Rebecca Newberger Goldstein, Plato at the Googleplex: Why Philosophy Won't Go Away
Modern Euro-Americans can’t venture outdoors or watch television without encountering some concept which began with Plato. Politics? Plato wrote entire books on public service and leadership. Art? Plato couldn’t restrain himself from voicing opinions on artists’ responsibilities and role. Science? Okay, he didn’t invent experimental technique, but he pioneered ideas in physical cosmology. Yet moderns like us are monumentally resistant to Plato, at least directly. Rebecca Newberger Goldstein wonders why.
Philosophy, as we understand the word, begins with one fundamental question: “Why?” Why do we consider certain ideas obvious and true, rather than their opposite? Why do we do our jobs specific ways? Why do we spend our time on such-and-such? Plato’s mentor, the semi-legendary Socrates, wandered ancient Athens, asking politicians and scholars and tradesman questions. Whatever somebody considered self-evident, whatever certainties left citizens numb, Socrates punctured with simple dialog.
Notwithstanding his foundational position, Plato did not invent philosophy. The process began with nigh-forgotten Ionian scholars ruminating about what we’d now call science. Their speculative cosmology, roughly equal to seven-day creationism, makes Thales and Anaximander mere relics. Plato shifted philosophy’s focus off physical science and onto human spirits. He initiated questions about education, politics, and morals that pay off daily in modern schools, elections, and daily life.
Despite this persistence, not everyone agrees Plato remains relevant. Goldstein quotes people she calls “philosophy jeerers” on why changing times have (putatively) rendered conventional philosophy obsolete. But using their own words, she demonstrates the ultimate circularity of their arguments, and how attempts to discredit classical philosophy are ultimately philosophical.
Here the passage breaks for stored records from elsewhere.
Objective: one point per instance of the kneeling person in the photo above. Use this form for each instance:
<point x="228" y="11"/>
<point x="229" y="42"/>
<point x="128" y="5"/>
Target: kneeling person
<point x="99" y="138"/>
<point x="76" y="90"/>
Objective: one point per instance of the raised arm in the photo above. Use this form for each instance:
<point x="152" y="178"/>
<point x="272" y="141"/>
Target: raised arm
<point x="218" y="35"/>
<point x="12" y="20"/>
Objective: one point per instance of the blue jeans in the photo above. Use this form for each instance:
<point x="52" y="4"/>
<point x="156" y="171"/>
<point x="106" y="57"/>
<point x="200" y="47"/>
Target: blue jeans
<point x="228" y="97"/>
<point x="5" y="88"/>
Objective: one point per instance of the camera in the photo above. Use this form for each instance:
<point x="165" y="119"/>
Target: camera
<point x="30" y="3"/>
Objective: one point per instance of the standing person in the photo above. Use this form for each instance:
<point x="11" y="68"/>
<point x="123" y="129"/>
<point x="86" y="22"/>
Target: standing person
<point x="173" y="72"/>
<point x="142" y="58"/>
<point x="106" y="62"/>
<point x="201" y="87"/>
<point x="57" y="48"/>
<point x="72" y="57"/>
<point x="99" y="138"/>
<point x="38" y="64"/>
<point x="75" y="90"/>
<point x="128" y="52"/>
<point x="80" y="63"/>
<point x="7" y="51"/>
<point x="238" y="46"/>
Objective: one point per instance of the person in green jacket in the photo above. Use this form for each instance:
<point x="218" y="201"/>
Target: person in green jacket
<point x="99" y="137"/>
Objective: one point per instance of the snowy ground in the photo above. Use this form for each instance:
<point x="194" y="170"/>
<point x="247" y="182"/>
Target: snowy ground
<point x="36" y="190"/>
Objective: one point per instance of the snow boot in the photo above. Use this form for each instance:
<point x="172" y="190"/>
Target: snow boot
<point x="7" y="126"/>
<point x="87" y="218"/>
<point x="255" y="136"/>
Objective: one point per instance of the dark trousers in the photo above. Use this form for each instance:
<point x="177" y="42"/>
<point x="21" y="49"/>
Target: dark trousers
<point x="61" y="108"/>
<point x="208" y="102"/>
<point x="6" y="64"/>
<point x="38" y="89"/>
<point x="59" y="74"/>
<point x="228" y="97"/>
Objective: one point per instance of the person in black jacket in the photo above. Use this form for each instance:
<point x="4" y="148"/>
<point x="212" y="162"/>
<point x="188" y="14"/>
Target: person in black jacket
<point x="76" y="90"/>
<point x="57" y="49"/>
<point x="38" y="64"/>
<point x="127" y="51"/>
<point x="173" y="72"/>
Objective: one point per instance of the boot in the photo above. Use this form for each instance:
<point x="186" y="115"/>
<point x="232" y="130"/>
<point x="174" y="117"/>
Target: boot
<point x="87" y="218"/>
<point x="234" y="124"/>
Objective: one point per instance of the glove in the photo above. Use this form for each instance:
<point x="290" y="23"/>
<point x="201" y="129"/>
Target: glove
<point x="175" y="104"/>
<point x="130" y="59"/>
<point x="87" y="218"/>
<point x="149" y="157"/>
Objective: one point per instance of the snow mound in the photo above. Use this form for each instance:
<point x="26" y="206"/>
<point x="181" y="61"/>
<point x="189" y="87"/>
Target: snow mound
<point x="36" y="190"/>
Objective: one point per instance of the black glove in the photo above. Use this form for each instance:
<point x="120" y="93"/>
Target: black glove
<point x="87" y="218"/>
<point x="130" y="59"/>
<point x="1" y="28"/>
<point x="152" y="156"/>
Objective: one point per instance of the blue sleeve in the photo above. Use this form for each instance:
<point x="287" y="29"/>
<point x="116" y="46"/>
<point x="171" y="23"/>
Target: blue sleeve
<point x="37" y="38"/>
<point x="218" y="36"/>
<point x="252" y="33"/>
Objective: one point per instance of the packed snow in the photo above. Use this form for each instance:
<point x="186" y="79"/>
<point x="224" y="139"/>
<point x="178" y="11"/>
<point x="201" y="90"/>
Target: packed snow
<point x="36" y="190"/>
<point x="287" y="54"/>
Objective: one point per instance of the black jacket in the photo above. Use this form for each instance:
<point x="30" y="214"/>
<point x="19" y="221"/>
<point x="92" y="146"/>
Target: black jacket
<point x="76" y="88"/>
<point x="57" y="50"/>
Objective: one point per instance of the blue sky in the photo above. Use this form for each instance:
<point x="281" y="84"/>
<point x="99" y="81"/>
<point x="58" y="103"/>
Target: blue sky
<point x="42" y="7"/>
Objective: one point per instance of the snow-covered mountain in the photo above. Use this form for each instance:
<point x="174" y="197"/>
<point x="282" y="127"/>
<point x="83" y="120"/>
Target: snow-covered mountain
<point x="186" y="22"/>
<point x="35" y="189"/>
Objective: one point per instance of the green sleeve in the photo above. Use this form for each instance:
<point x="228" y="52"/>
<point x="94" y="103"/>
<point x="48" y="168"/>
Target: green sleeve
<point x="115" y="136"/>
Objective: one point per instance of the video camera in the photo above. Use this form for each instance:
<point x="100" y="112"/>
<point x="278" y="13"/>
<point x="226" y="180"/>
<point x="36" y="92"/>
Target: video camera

She concedes that not everything Plato records remains relevant. But we can only understand that by performing legitimate Platonic philosophy.
Goldstein, a humanist thinker who has written award-winning popular books on Kurt Gödel and Baruch Spinoza, brings exhaustive familiarity with philosophic history to her inquiries. She can correlate Enlightenment-era innovations, such as individual rights, which we consider commonplace, with Plato’s thoughts. The correspondence may surprise us. Plato had remarkably progressive ideas about, say, women’s rights and governance. But he didn’t believe we existed individually; “rights” may have scandalized him thoroughly.
These discrepancies are themselves fascinating. Goldstein imagines Plato wandering modern American settings, encountering public thinkers and social pathfinders, testing contemporary ideas against pure reason. Platonic philosophy allows us wide latitude, Goldstein asserts. Unlike Enlightenment thinkers, Plato brings few presuppositions to his thought. He has principles, but remarkably few ironclad demands. For us to test ideas like Plato, we need only ask one important question: can this idea withstand its opposite?
Plato’s works make for very difficult reading. Even very dedicated audiences struggle with his frequent, densely mystical asides. I personally enjoyed Meno, but found Phaedrus almost unreadable. That makes authors like Goldstein profoundly valuable, translating Plato’s millennia-old ruminations into modern English. Because if Goldstein’s right, and Plato remains relevant to modern life, diverse audiences need a contemporary Virgil to guide us through the dense thicket of his prose.
Some reviewers will certainly misunderstand Goldstein’s intentions. One would-be critic anchored his entire review on one line, around the one-third mark, where Goldstein’s viewpoint character disparages Amazon reviewers (don’t look at me that way). But Goldstein isn’t saying this. Like Plato, Goldstein uses Straw Man arguers who are always wrong. Goldstein, like Plato, requires readers to pay attention, separating intermediate arguments from the final take-home lesson.
Goldstein’s oblique loyalties, combined with her extremely dense style, often make slow, effortful reading. Her chapters average over forty pages apiece, though some are much, much longer, and without natural integrated pause points, her polysyllabic prose is monolithically imposing. This ain’t beach reading, folks. Schedule generous sit-down time before reading, because Goldstein, like Plato, won’t let you consume her ideas with only half a brain.
Worse, Goldstein forbids readers to reach after pat answers. Humans often seek to resolve questions neatly, excluding ambiguity and doubt. But Goldstein, like Plato, often ends debates with key issues still unresolved. We’re more confused, not less, though perhaps confused in more sophisticated, productive ways. This can feel painful; but Goldstein notes early: “Philosophical thinking that doesn’t do violence to one’s settled mind is no philosophical thinking at all.”
Readers willing to honor Goldstein’s stipulations will find, here, an engaging précis of Platonic thought, and a persuasive justification why Plato continue to matter. Her two-pronged concept lets us both understand Plato’s techniques, while also witnessing the mental processes in action. Because Plato’s questions on topics like virtue, education, and good governance remain alive today, Goldstein gives modern readers new opportunities to join this ancient debate.